Blood Origin will be six episodes long, a short amount of time to pack in so much worldbuilding and deep lore from the Witcher books. Thankfully, writers Lauren Hissrich and Declan de Barra will be joined by the author of the original Witcher books, Andrzej Sapkowski, who will serve as a creative consultant on the series. Together, they will tackle the story of how the Witchers came into being, and how humans and monsters first clashed during the aftermath of the Conjunction of the Spheres.

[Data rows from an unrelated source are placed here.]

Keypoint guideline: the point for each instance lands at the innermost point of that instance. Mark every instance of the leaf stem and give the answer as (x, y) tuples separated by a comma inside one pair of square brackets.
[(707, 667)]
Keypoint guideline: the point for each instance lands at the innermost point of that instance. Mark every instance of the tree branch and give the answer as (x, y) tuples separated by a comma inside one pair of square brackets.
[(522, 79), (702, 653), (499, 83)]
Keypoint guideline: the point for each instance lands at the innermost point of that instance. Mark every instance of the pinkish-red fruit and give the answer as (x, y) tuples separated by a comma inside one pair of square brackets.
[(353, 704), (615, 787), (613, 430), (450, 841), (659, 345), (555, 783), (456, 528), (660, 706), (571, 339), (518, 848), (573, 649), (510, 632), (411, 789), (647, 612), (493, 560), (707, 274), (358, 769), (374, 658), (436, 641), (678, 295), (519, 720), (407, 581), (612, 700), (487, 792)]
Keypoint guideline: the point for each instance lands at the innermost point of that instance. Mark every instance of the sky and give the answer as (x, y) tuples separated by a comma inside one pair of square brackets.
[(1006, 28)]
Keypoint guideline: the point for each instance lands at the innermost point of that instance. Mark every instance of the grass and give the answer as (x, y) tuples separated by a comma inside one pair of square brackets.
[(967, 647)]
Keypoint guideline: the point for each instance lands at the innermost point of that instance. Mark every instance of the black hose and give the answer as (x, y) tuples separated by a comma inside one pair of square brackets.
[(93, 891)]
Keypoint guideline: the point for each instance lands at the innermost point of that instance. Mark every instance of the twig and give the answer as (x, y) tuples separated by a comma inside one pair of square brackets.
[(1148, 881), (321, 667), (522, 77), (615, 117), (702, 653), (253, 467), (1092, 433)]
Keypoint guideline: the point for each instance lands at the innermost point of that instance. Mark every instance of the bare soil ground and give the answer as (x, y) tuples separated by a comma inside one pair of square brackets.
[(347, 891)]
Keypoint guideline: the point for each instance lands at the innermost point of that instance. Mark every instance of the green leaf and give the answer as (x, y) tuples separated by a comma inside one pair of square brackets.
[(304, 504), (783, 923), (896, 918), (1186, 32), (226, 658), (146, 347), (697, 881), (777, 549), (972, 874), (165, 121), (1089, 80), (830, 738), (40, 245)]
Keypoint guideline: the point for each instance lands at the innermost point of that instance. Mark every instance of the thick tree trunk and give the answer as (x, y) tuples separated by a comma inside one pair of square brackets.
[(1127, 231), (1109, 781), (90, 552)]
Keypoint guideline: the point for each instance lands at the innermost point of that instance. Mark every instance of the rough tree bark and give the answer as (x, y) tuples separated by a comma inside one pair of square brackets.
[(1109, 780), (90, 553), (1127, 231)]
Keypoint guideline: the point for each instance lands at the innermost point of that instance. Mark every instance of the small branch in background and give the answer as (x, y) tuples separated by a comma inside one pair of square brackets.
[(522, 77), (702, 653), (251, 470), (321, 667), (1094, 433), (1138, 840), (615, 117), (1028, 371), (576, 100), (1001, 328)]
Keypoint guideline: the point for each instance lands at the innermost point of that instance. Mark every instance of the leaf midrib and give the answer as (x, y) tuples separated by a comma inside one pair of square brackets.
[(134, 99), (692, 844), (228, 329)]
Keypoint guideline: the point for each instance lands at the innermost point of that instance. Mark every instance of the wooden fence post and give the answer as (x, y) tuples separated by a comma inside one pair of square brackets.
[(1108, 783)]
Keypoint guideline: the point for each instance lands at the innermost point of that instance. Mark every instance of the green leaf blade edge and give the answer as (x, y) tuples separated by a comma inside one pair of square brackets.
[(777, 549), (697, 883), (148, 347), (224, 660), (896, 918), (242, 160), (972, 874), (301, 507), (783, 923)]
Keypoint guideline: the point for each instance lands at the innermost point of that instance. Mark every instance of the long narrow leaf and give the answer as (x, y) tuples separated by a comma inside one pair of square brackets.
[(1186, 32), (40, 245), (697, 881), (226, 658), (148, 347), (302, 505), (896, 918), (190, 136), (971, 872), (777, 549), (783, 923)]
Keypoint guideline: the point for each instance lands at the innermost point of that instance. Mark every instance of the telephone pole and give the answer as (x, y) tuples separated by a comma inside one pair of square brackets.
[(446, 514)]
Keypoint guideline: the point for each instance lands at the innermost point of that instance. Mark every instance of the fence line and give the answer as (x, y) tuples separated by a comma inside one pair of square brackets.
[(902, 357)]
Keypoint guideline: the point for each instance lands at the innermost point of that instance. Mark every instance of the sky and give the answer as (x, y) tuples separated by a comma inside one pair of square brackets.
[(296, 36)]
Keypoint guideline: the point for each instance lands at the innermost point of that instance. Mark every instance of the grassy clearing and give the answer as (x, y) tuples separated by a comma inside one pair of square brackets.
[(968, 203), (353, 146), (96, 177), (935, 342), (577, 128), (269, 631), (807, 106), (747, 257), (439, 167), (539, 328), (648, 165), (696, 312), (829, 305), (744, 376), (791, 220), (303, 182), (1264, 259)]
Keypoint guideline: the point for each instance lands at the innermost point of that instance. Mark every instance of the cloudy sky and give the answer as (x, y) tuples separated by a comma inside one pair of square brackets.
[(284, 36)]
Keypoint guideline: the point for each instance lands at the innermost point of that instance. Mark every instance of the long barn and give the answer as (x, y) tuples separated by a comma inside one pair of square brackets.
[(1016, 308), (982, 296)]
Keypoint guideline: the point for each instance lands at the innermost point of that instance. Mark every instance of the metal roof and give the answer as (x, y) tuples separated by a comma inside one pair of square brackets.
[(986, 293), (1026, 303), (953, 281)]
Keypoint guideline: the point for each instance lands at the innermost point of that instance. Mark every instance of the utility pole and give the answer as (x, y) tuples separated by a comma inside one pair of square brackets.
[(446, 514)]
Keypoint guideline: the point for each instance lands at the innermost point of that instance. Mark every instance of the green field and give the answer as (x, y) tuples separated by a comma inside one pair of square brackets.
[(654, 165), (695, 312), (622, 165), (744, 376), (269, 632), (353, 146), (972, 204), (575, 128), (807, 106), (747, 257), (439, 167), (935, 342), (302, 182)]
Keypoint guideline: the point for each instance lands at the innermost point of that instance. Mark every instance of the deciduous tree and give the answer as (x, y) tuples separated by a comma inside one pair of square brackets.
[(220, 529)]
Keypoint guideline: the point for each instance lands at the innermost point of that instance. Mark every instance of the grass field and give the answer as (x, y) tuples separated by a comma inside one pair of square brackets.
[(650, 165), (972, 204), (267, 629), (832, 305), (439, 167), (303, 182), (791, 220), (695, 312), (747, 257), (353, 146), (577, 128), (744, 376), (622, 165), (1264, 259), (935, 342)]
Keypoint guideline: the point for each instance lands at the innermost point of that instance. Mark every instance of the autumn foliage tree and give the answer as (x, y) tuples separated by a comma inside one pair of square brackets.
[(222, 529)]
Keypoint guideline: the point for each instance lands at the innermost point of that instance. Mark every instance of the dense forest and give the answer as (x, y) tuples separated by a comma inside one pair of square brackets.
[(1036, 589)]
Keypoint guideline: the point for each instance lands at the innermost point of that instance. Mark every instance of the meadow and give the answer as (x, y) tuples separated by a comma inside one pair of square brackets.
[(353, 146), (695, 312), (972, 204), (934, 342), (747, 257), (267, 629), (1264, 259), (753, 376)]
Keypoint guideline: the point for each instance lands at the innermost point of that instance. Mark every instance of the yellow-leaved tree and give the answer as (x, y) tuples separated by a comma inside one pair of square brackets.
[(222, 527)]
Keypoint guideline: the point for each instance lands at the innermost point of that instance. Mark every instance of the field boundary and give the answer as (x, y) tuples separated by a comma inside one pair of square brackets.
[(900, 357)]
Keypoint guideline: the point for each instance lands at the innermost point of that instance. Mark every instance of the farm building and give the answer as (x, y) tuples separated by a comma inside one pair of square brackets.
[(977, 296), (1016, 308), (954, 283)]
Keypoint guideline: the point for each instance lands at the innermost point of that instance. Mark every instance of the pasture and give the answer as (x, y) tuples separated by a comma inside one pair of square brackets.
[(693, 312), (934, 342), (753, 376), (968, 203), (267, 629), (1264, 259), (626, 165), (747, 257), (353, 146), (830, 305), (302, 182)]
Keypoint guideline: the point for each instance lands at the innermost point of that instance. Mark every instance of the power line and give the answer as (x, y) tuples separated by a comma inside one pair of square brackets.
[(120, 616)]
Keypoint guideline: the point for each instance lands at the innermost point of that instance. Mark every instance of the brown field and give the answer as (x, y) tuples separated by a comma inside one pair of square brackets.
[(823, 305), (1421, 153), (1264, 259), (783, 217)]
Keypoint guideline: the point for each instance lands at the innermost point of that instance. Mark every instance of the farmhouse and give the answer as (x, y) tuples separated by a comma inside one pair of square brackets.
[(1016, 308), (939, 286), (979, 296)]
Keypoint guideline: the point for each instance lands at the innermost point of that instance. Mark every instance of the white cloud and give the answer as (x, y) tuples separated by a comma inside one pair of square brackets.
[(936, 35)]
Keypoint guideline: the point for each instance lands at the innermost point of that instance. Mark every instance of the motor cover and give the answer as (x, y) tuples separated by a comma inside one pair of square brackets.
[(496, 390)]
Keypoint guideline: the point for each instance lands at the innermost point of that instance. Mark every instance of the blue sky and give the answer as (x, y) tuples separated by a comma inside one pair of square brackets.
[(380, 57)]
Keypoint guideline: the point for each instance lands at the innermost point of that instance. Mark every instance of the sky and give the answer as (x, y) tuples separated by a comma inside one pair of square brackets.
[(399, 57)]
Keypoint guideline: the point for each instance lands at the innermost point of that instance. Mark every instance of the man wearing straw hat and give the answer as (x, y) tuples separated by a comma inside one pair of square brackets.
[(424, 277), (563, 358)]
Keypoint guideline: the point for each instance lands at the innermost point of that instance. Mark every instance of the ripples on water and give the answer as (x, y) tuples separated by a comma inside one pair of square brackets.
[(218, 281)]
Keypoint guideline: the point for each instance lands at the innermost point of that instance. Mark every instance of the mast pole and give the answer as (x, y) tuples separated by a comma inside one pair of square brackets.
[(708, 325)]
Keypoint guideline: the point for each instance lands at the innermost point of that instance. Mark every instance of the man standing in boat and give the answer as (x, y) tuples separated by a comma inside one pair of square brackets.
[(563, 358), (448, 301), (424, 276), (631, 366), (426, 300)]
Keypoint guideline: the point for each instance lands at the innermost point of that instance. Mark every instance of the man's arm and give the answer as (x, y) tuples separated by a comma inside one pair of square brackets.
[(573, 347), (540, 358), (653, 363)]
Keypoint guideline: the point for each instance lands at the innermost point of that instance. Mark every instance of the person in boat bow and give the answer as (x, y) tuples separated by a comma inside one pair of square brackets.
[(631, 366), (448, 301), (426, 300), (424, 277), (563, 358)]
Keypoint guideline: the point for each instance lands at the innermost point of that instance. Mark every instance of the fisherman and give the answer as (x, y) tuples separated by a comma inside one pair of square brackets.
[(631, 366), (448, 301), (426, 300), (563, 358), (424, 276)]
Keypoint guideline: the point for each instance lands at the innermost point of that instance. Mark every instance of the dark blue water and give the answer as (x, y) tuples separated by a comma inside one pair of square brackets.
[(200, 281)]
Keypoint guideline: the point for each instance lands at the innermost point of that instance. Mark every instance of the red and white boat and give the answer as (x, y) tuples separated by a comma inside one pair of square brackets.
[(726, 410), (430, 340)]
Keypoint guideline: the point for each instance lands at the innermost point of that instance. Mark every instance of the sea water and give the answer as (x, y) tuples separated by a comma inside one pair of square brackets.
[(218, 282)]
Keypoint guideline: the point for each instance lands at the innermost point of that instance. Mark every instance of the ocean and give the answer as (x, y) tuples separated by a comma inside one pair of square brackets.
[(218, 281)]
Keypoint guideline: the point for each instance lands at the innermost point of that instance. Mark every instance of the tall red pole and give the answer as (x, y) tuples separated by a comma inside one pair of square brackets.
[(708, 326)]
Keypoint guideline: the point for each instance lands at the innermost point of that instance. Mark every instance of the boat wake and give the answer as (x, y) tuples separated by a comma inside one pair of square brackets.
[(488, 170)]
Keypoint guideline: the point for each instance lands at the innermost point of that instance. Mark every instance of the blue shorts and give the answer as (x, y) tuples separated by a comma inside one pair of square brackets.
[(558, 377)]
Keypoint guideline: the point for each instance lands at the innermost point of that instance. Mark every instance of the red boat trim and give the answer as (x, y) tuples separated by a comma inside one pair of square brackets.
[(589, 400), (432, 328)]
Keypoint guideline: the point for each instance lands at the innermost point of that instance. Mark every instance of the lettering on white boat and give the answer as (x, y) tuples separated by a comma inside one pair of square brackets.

Let’s go over the basics real quick, because even I didn’t know much about this period of Witcher history before researching for this post. In Sapkowski’s universe, there are several dimensions, or Spheres – each inhabited by different types of people: the Continent, the world in which The Witcher takes place, was originally only home to Elves, Dwarves, and Gnomes. During the event known as the Conjunction of the Spheres, dimensions collided violently, scattering people across the universe and in worlds where they were afterwards trapped when the gateways between dimensions closed. The first humans, and a number of gruesome monsters, were left behind on the Continent – and with them came the magical force known as “chaos”, which Witcher fans will recognize as the power that fuels mages like Yennefer.

The Witcher
imdb.com

Blood Origin is supposed to take place a few hundred years after this event: monsters have overrun the Continent and are busy ripping people to shreds on a daily basis; the Elves are caught up in the middle of all the bloodshed; and the Mages, those few gifted individuals able to channel the power of chaos, are working on a solution to the problem – a solution which will manifest itself in the very first Witchers: a unique breed of superhuman killing machines designed to hunt monsters into extinction and liberate humankind. We don’t actually know the identity of the first person to survive the grueling process one has to undergo in order to become a Witcher, so the show will be working with a blank slate. In fact, we know startlingly little about this entire chapter in the chronology: the names of the two Mages who designed the Witchers, Cosimo Malaspina and Alzur, are some of the only details available from the books and video games.

The Witcher
digitalspy.com

But in the long run, that might be for the best. With so much uncharted territory to explore, there will be plenty of room to build new storylines and invent new characters – some of this material could then be brought over into the main series (yes, they’re separated by a thousand years, but it’s fantasy: immortality and indestructibility are always valid excuses), tying the two together, perhaps even allowing us to draw parallels between the first Witcher and one of the last. Either that, or it will just be a really interesting and expensive bit of backstory for the world, and I love some backstory. I also really enjoyed The Witcher, so I’m excited that there’s even more content on its way. We don’t have a release date for Blood Origin yet, but it’s probably going to hit Netflix sometime around late 2022 or early 2023.